While creating a map of String to partial functions I ran into unexpected behavior. When I create a partial function as a map element it works fine. When I allocate to a val it invokes instead. Trying to invoke the check generates an error. Is this expected? Am I doing something dumb? Comment out the check() to see the invocation. I am using scala 2.7.7

def PartialFunctionProblem() = {
    def dream()() = {
        println("~Dream~");
        new Exception().printStackTrace()
    }
    val map = scala.collection.mutable.HashMap[String,()=>Unit]()
    map("dream") = dream()      // partial function
    map("dream")()              // invokes as expected
    val check = dream()         // unexpected invocation
    check()                     // error: check of type Unit does not take parameters 
}

Answer 1

For convenience, Scala lets you omit empty parens when calling a method, but it's clever enough to see that the expected type in the first case is ()=>Unit, so it doesn't remove all the parens for you; instead, it converts the method into a function for you.

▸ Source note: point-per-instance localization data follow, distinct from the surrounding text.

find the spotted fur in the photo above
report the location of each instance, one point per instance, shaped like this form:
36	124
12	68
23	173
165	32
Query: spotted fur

In the val check case, however, it looks just like a function call result getting assigned to a variable. In fact, all three of these do the exact same thing:

val check = dream
val check = dream()
val check = dream()()

If you want to turn the method into a function, you place _ after the method in place of the argument list(s). Thus,

val check = dream() _

will do what you want.

Answer 2

Well, the problem is that you got it all wrong. :-)

Here are some conceptual mistakes:

def dream()() = {
    println("~Dream~");
    new Exception().printStackTrace()
}

This is not a partial function. This is a curried method with two empty parameter lists which returns Unit.

val map = scala.collection.mutable.HashMap[String,()=>Unit]()

The type of the values in this map is not partial function, but function. Specifically, Function0[Unit]. A partial function would have type PartialFunction[T, R].

map("dream") = dream()      // partial function

What happens here is that Scala converts the partially applied method into a function. This is not a simple assignment. Scala does the conversion because the type inferencer can guess the correct type.

val check = dream()         // unexpected invocation

Here there's no expected type to help the type inferencer. However, empty parameter lists can be ommitted, so this is just a method call.